O&M providers cannot provide more than six hours of training on any given day, even if multiple consumers are served in that day. Lessons are approximately two hours long. Without prior authorization from a counselor, an individual consumer must not receive more than four hours or less than two hours of O&M instruction on any given day.
Consistent and frequent scheduling is recommended to maximize consumer learning. Daily O&M training is considered best practice. For VR consumers, one two-hour lesson a week is the minimum training allowable.
For IL consumers, the IL worker authorizes two to three hours for the initial assessment. If training is recommended, the IL worker allows no more than five hours of training per month. If additional training time is needed (because of safety-related concerns, secondary disability, or a specific consumer request), the O&M provider sends a written request to the IL worker, including the number of additional hours requested and the reason more hours are needed. Requests for additional training are made as part of the initial assessment, when possible.

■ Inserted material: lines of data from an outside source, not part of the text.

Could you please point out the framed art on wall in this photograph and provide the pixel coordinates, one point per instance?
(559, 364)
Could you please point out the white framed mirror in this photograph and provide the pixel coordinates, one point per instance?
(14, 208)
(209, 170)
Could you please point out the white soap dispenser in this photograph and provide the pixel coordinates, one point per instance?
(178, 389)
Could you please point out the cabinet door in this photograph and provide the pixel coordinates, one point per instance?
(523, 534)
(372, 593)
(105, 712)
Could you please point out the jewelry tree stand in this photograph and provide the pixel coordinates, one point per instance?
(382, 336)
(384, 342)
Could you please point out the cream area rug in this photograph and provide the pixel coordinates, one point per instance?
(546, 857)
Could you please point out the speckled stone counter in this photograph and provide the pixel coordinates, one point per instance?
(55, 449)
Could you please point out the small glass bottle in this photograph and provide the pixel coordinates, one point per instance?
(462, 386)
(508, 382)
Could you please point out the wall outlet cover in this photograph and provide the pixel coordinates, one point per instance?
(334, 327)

Transporting consumers does not count toward training time. O&M providers are not reimbursed for time spent in the car, even when a consumer is present.
The O&M provider must notify the consumer's counselor or case manager within 24 hours about all:
- no-shows, cancellations, or rescheduled appointments;
- issues, concerns, or circumstances that might impact or delay planned services; and
- issues that might delay the completion of services.
O&M providers must get written approval from the counselor or case manager before deviating from any of these standards during training (even when based on an individual consumer's needs).
If Services Are Interrupted
If training cannot be completed as planned or if services are postponed indefinitely because of unexpected circumstances, the O&M service provider must notify the consumer's counselor or case manager within 24 hours.